Close to home

kitenet's picture

My most recent eight new species have all come from close to home, in fact actually in my home for one of them.

 

Last year I noticed a plant on a nearby road verge, with yellow flowers and four petals, and spent some time trying to work out what sort of crucifer it was, but failed to come up with a satisfactory ID. It's flowering in the same place this year, and I again spent some time puzzling over the crucifer (cabbage family) pages, before it struck me that the leaves looked a bit like a poppy. So I tried the poppy family instead, and there it was - Greater Celandine Chelidonium majus (which is actually in the poppy family not the celandine family). I don't recall ever hearing of Greater Celandine before, but apparently it is quite a local archaeophyte that likes chalky soils. Thanks to everyone who provided confirmation via iSpot.

 

And today I noticed a tiny (c. 2mm) wasp on the inside of my front door. I wasn't at all sure what sort of wasp it was to start with, but I was hoping that it would be one of the very neglected species in family Bethylidae, and that's what it turned out to be. It keys out as Bethylus dendrophilus, which is quite a rarity according to David Baldock's Wasps of Surrey, although there are so few records of bethylids in general that it is hard to know what their status is. My specimen will need to be confirmed, but it's definitely something different from the one and only other time I've found a bethylid.

 

Other recent additions have mostly been spiders from the garden (I've not recorded spiders very consistently before) and beetles from the compost heap. No need to travel far to twitch new species!

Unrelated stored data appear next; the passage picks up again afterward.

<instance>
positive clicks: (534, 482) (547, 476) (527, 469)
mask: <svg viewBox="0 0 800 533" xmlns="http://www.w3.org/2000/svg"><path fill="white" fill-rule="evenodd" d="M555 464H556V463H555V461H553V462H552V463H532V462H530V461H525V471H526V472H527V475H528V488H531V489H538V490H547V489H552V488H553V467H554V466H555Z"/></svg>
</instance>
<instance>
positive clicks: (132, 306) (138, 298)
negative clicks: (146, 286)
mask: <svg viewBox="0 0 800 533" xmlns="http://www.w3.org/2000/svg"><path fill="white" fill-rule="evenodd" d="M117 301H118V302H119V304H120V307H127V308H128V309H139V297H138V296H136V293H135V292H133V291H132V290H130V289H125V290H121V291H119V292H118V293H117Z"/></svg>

Great Celandine  Bethylus dendrophilus  Bethylus dendrophilus close-up showing ocelli close to hind border of head

Comments

Bethylus

kitenet's picture

After further checking (thanks to David Baldock and John Burn) it seems that the bethylid wasp in the above post is not Bethylus dendrophilus, but Bethylus boops. The RES key to Bethylus is now out-of-date: B. boops has been added to the British list since the key was published (added by Richard Jones, see his blog post), while B. hyalinus (which is in the key) is no longer considered a good species.

 

I'm told that one of the distinguishing features for B. boops is that its eyes have hairs, which are clearly visible on my specimen. The implication being that the other species in the genus don't have eye hairs (which is also what Richard's blog post implies). I'm uncertain as to how distinctive the position of the ocelli is - my specimen has the ocelli very close to the hind edge of the head, which keys straight out to dendrophilus in the RES key, and I'm now not sure whether the position of the oceli is a valid distinction for both boops and dendrophilus, or whether it is a character that varies and doesn't help the ID.

 

Anyway, the moral is that old keys to obscure insect groups need to be treated with caution, and that it's always worth consulting an expert if you have found something that seems unusual.

Bethylus boops

Adrian Knowles's picture

This solves my mystery, too! Just keyed out an unsatisfactory B. dendrophilus but it has hairy eyes and a very flattened cellar triangle!